Adoptée le 29 septembre 2023 par les Chambres fédérales, la deuxième étape de révision de la Loi sur l’aménagement du territoire (LAT2) a pour objectif de stabiliser le nombre de bâtiments situés hors de la zone à bâtir. Elle contient une incitation à la démolition de bâtiments non utilisés situés hors de la zone à bâtir: la prime de démolition.

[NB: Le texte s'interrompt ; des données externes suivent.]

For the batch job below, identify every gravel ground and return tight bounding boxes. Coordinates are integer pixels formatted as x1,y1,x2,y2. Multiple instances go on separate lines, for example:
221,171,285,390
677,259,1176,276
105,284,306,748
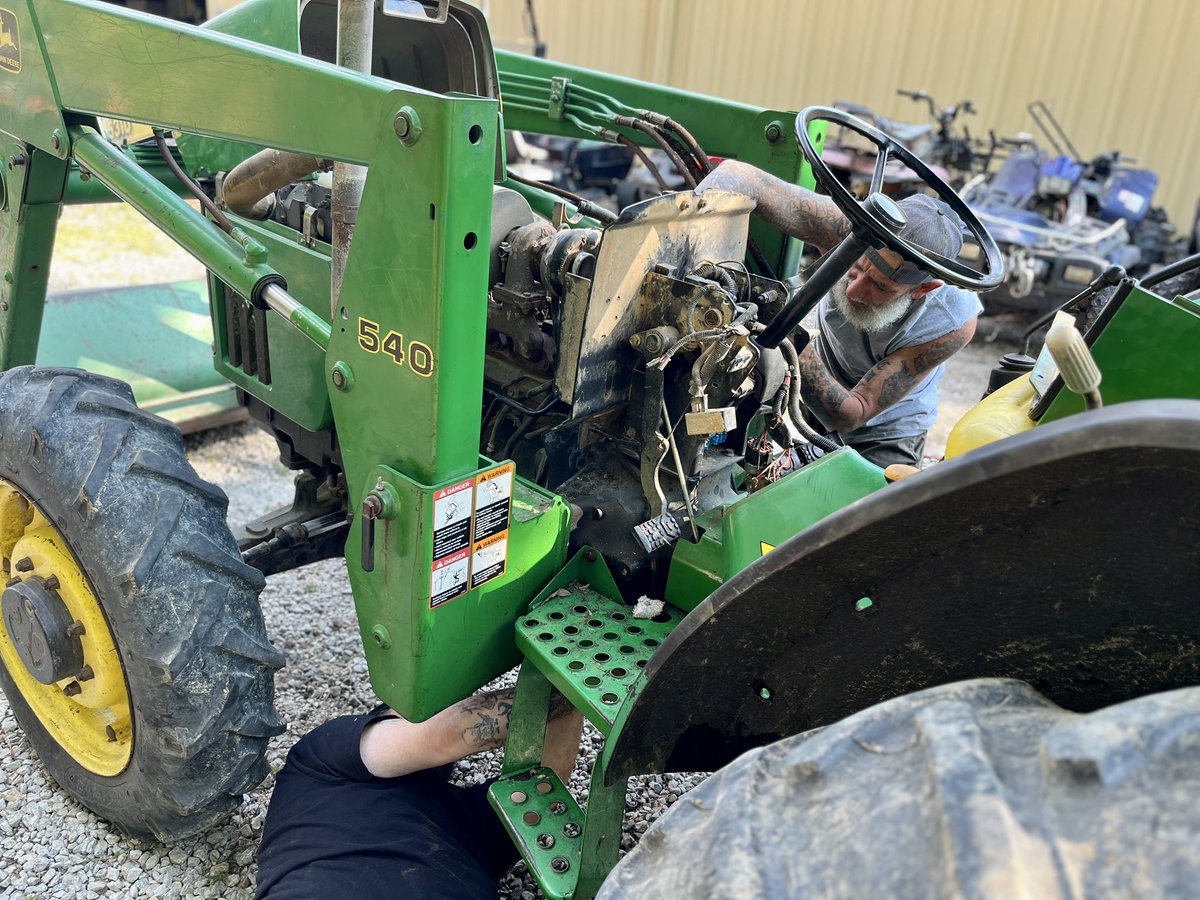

Selon l’article 5a de la LAT2, cette prime couvre les frais de démolition, à l’exclusion des frais d’élimination de déchets spéciaux et d’assainissement des sites contaminés. L’ordonnance sur l’aménagement du territoire, dont le Conseil fédéral a adopté la révision le 15 octobre dernier, ne comprend pas davantage de détails sur les éléments compris dans ces frais de démolition (articles 43d et suivants).
En d’autres termes, il n’est pas clair si les frais annexes, tels que l’élaboration du projet, la procédure d’autorisation, les installations de chantier, les transports, la décharge des matériaux et la remise en état du terrain après travaux, devront également être couverts par cette prime. Ou si les seuls et stricts frais de démolition le seront.
Etant donné l’impact potentiel sur la Confédération, qui peut participer aux côtés des cantons au financement de ces primes à hauteur de 20 à 30%, j’adresse les questions suivantes au Conseil fédéral:
1. Quelle est l’interprétation du Conseil fédéral du périmètre couvert par la prime de démolition selon l’article 5a LAT?
2. À combien de millions de francs est-ce que le Conseil fédéral estime la charge financière annuelle pour la Confédération d’une part et, d’autre part, pour les cantons en tenant compte de sa réponse à la première question?